Alisnya berkerut. “Kita mau ke mana?”

“Rumah hoki.”

Bibirnya terbuka. “Itu kedengarannya mengerikan.”

Aku mengangguk. “Memang.”

Dia menatapku seolah-olah sedang mempertimbangkan kembali setiap keputusan yang membawanya ke sini. Gadis yang cerdas.

Perjalanan melintasi kampus terasa sunyi di malam hari. Dinginnya luar biasa. Angin menusuk kulitku yang terbuka. Dia terus menggosok-gosokkan kedua tangannya di dalam lengan bajunya sementara aku berusaha tidak memperhatikan betapa mungilnya dia di sampingku.

Tidak berhasil.

Kurasa aku sedang mencoba mengalihkan perhatianku dari fakta bahwa ponselku tergeletak di saku belakang, dingin, berat, dan sunyi. Tidak ada satu pun panggilan dari rumah. Aku tidak tahu harus berpikir apa. Apakah ini hal yang baik atau buruk bahwa Celina belum menelepon sepanjang minggu ini. Kekhawatiran tentang adikku, tentang ayahku, terus menggerogoti pikiranku.

Terakhir kali aku berbicara dengan adikku, dia berusaha meyakinkanku bahwa semuanya baik-baik saja di rumah. Bahwa ayah kita bersikap baik. Aku tidak percaya kebaikannya. Sial, aku rasa pria itu tidak punya sedikit pun kebaikan di dalam dirinya.

“Jadi...” Aurora memulai. “Kita mau ke mana, sih?”

Aku menarik napas dalam-dalam. “Ke rumah temanku, Duke.”

Dia mengangguk perlahan, lalu memiringkan kepalanya ke arahku, dengan ekspresi penasaran di wajahnya. “Kamu kenal Brian?”
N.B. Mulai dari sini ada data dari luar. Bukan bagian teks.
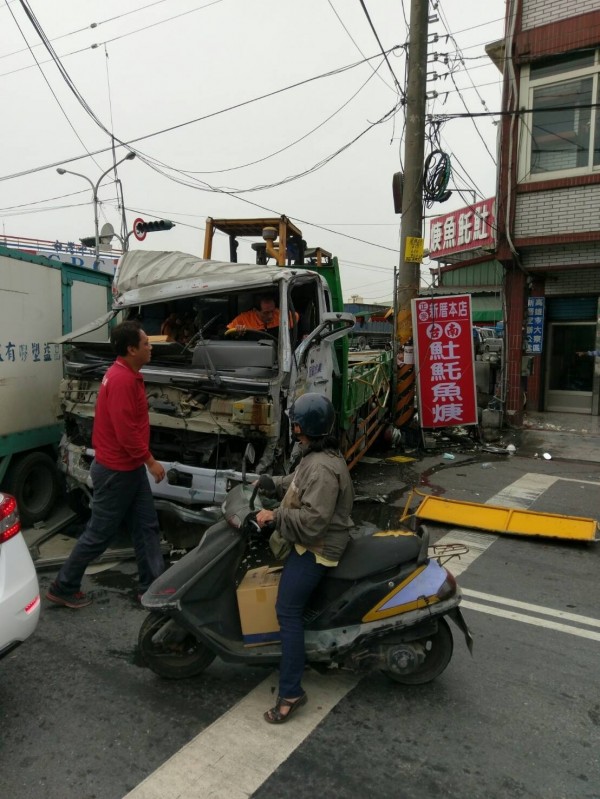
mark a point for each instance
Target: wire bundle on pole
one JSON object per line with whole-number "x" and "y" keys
{"x": 436, "y": 176}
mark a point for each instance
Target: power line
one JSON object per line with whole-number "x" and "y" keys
{"x": 236, "y": 106}
{"x": 117, "y": 38}
{"x": 87, "y": 27}
{"x": 355, "y": 43}
{"x": 384, "y": 54}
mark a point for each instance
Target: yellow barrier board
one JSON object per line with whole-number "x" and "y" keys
{"x": 513, "y": 521}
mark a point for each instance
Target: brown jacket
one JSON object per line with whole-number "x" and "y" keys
{"x": 316, "y": 506}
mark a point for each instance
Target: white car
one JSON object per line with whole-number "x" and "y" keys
{"x": 19, "y": 589}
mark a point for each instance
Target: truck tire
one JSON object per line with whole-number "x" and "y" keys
{"x": 33, "y": 481}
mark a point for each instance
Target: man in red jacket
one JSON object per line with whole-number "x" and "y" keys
{"x": 122, "y": 492}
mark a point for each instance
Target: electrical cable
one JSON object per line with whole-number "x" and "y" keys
{"x": 383, "y": 52}
{"x": 355, "y": 43}
{"x": 436, "y": 176}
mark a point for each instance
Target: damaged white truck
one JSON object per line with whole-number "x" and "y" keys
{"x": 213, "y": 391}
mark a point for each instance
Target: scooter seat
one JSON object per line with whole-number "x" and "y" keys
{"x": 372, "y": 554}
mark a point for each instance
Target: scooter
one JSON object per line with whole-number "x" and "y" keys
{"x": 383, "y": 607}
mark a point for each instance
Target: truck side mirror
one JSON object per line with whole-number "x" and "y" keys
{"x": 248, "y": 458}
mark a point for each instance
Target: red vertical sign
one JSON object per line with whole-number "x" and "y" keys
{"x": 444, "y": 349}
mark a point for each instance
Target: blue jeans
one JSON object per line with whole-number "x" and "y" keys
{"x": 301, "y": 575}
{"x": 118, "y": 497}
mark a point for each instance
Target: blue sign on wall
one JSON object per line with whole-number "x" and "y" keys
{"x": 534, "y": 330}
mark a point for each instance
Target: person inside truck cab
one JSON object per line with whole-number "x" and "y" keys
{"x": 171, "y": 327}
{"x": 265, "y": 317}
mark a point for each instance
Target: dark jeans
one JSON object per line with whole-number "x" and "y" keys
{"x": 301, "y": 575}
{"x": 118, "y": 497}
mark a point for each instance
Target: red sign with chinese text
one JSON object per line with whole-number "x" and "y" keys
{"x": 443, "y": 333}
{"x": 465, "y": 229}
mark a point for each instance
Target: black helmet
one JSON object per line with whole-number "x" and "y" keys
{"x": 314, "y": 414}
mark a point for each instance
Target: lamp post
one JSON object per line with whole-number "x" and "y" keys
{"x": 129, "y": 157}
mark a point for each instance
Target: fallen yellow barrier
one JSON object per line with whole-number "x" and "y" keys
{"x": 512, "y": 521}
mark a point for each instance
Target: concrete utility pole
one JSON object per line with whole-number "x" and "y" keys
{"x": 412, "y": 204}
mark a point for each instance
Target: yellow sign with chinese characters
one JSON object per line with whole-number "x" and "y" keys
{"x": 413, "y": 249}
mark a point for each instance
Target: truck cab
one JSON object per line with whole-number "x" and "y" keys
{"x": 212, "y": 390}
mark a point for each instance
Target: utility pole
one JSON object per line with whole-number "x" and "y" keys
{"x": 412, "y": 207}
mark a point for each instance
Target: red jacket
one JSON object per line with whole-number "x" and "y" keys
{"x": 121, "y": 425}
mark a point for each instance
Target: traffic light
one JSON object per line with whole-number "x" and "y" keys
{"x": 152, "y": 227}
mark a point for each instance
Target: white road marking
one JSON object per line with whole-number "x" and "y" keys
{"x": 232, "y": 757}
{"x": 543, "y": 611}
{"x": 550, "y": 625}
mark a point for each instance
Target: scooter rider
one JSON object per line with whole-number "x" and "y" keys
{"x": 314, "y": 516}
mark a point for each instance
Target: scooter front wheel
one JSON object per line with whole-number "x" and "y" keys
{"x": 170, "y": 651}
{"x": 438, "y": 650}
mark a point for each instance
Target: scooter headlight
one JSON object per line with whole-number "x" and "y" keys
{"x": 234, "y": 520}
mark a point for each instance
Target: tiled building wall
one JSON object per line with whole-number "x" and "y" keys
{"x": 573, "y": 209}
{"x": 564, "y": 255}
{"x": 542, "y": 12}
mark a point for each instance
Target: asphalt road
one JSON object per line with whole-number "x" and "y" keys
{"x": 80, "y": 719}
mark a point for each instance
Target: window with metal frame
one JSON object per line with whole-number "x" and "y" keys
{"x": 561, "y": 135}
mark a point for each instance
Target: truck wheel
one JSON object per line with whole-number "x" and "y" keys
{"x": 170, "y": 651}
{"x": 438, "y": 653}
{"x": 33, "y": 481}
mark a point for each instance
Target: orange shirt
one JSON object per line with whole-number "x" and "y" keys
{"x": 252, "y": 320}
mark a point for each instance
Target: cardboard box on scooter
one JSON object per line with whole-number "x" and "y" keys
{"x": 256, "y": 596}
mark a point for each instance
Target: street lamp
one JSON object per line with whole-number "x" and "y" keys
{"x": 129, "y": 157}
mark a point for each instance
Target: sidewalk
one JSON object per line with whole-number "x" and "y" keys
{"x": 569, "y": 436}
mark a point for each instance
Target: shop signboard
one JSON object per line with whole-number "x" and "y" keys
{"x": 465, "y": 229}
{"x": 444, "y": 355}
{"x": 534, "y": 326}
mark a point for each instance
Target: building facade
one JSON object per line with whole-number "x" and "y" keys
{"x": 548, "y": 205}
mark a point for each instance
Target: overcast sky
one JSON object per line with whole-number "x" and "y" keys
{"x": 184, "y": 65}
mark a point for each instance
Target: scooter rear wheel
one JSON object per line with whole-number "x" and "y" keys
{"x": 170, "y": 651}
{"x": 438, "y": 652}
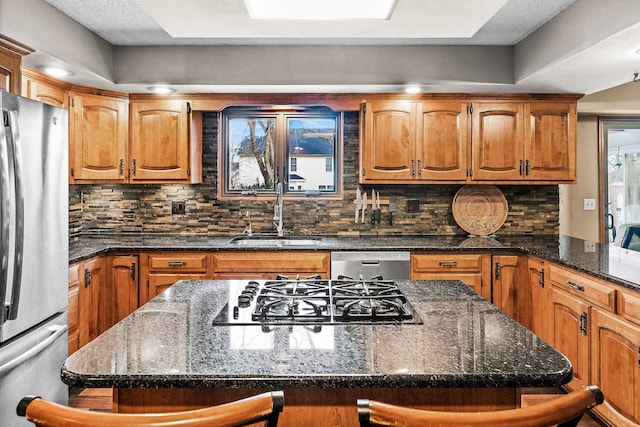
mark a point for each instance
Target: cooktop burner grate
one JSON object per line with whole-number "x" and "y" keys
{"x": 314, "y": 300}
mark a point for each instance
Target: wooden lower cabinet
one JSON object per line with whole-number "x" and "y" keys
{"x": 536, "y": 302}
{"x": 123, "y": 280}
{"x": 471, "y": 269}
{"x": 160, "y": 270}
{"x": 267, "y": 265}
{"x": 73, "y": 308}
{"x": 570, "y": 317}
{"x": 505, "y": 289}
{"x": 615, "y": 367}
{"x": 94, "y": 300}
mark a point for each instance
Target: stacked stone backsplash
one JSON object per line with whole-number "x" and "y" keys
{"x": 146, "y": 208}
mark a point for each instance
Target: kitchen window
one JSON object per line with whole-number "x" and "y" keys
{"x": 298, "y": 147}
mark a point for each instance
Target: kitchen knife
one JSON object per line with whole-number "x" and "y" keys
{"x": 364, "y": 204}
{"x": 373, "y": 206}
{"x": 393, "y": 207}
{"x": 358, "y": 203}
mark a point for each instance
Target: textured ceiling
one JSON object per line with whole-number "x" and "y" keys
{"x": 125, "y": 22}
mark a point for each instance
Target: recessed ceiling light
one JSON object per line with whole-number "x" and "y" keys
{"x": 319, "y": 9}
{"x": 56, "y": 72}
{"x": 161, "y": 90}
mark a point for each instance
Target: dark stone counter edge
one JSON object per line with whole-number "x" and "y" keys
{"x": 464, "y": 380}
{"x": 221, "y": 244}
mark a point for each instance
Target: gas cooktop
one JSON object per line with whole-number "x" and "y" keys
{"x": 314, "y": 300}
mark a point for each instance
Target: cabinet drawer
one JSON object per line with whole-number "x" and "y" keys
{"x": 588, "y": 288}
{"x": 629, "y": 306}
{"x": 173, "y": 262}
{"x": 445, "y": 263}
{"x": 271, "y": 262}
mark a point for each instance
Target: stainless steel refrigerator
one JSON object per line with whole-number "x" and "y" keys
{"x": 34, "y": 252}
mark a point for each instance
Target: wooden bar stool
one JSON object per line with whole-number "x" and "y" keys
{"x": 564, "y": 411}
{"x": 263, "y": 407}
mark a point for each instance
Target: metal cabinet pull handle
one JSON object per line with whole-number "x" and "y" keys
{"x": 133, "y": 271}
{"x": 448, "y": 264}
{"x": 574, "y": 285}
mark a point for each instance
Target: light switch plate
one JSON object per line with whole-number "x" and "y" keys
{"x": 589, "y": 204}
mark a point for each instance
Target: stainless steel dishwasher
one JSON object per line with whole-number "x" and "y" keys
{"x": 391, "y": 265}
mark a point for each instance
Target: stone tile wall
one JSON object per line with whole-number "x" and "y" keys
{"x": 147, "y": 207}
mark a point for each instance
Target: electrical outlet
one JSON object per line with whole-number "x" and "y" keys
{"x": 177, "y": 208}
{"x": 413, "y": 206}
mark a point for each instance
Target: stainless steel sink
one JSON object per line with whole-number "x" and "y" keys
{"x": 273, "y": 241}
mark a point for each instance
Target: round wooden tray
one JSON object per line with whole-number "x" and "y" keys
{"x": 480, "y": 209}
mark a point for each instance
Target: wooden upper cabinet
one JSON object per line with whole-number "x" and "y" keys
{"x": 160, "y": 143}
{"x": 41, "y": 87}
{"x": 409, "y": 141}
{"x": 531, "y": 142}
{"x": 550, "y": 142}
{"x": 498, "y": 141}
{"x": 388, "y": 147}
{"x": 11, "y": 53}
{"x": 97, "y": 138}
{"x": 442, "y": 140}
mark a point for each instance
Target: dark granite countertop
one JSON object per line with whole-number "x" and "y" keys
{"x": 608, "y": 262}
{"x": 464, "y": 341}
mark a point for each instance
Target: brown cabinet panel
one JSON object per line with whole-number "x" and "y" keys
{"x": 615, "y": 349}
{"x": 388, "y": 151}
{"x": 266, "y": 265}
{"x": 550, "y": 141}
{"x": 471, "y": 269}
{"x": 94, "y": 299}
{"x": 442, "y": 140}
{"x": 497, "y": 141}
{"x": 160, "y": 270}
{"x": 588, "y": 288}
{"x": 505, "y": 280}
{"x": 73, "y": 308}
{"x": 123, "y": 280}
{"x": 98, "y": 138}
{"x": 570, "y": 317}
{"x": 160, "y": 143}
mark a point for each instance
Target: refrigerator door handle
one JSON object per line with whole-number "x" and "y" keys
{"x": 19, "y": 209}
{"x": 5, "y": 220}
{"x": 55, "y": 332}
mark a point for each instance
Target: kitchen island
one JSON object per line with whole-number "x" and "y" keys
{"x": 459, "y": 352}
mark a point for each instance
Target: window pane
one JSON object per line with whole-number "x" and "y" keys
{"x": 251, "y": 151}
{"x": 311, "y": 142}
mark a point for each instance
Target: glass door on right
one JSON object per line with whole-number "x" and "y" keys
{"x": 621, "y": 176}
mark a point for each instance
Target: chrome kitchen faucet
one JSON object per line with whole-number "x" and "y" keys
{"x": 277, "y": 211}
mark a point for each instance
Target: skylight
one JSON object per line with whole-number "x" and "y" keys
{"x": 320, "y": 9}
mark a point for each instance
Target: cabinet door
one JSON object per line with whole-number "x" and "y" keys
{"x": 388, "y": 148}
{"x": 473, "y": 270}
{"x": 159, "y": 282}
{"x": 160, "y": 148}
{"x": 504, "y": 290}
{"x": 442, "y": 140}
{"x": 571, "y": 333}
{"x": 615, "y": 349}
{"x": 550, "y": 142}
{"x": 497, "y": 141}
{"x": 536, "y": 301}
{"x": 94, "y": 317}
{"x": 124, "y": 285}
{"x": 97, "y": 138}
{"x": 73, "y": 308}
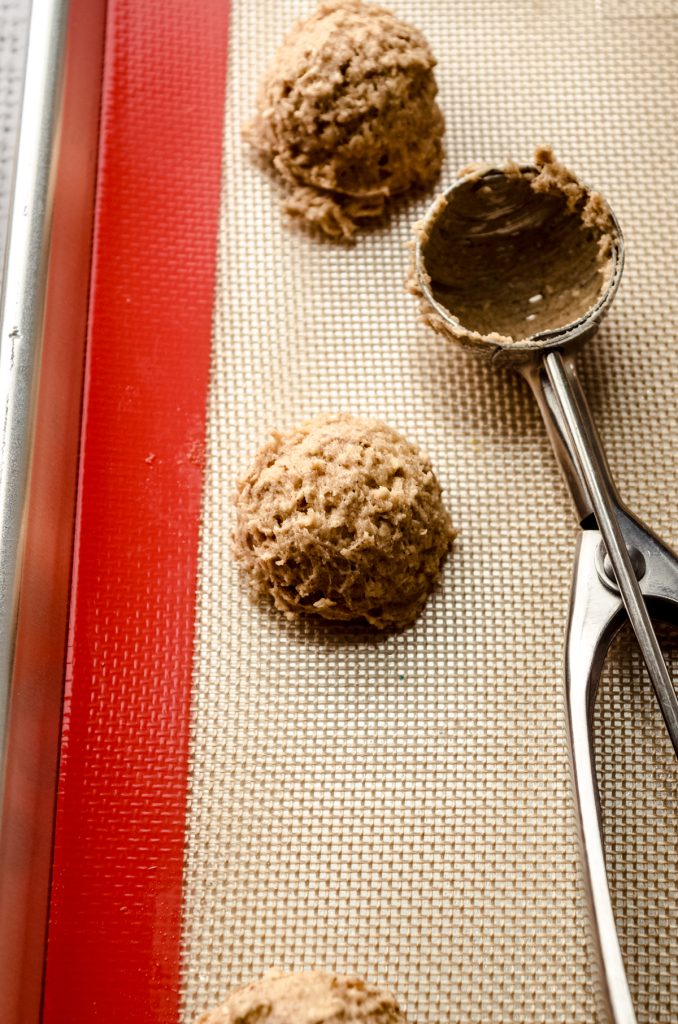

Aku mengerutkan kening. Aku kenal banyak Brian. Nama itu umum. “Brian siapa?”

Dia menyebut nama belakangnya. Aku meliriknya sambil mengangkat alis. Nggak mungkin banget dia kenal cowok itu.

“Brian Carter?” tanyaku untuk memastikan apakah aku mendengarnya dengan benar.

“Iya.” Dia tersenyum sedikit, lekukan kecil dan polos di bibirnya, sama sekali nggak sadar akan bom yang akan dia lemparkan. “Dunia ini kecil, kan? Dia pacarku.”

Oh.

Oh, ini buruk.

Semua orang kenal Brian. Reputasinya sudah terkenal, dia itu playboy yang terkenal.

Cowok itu menggoda siapa saja yang masih bernapas. Penilaianku terhadap karakter Brian, ditambah kekhawatiran langsung terhadap Aurora, langsung dipenuhi rasa jijik.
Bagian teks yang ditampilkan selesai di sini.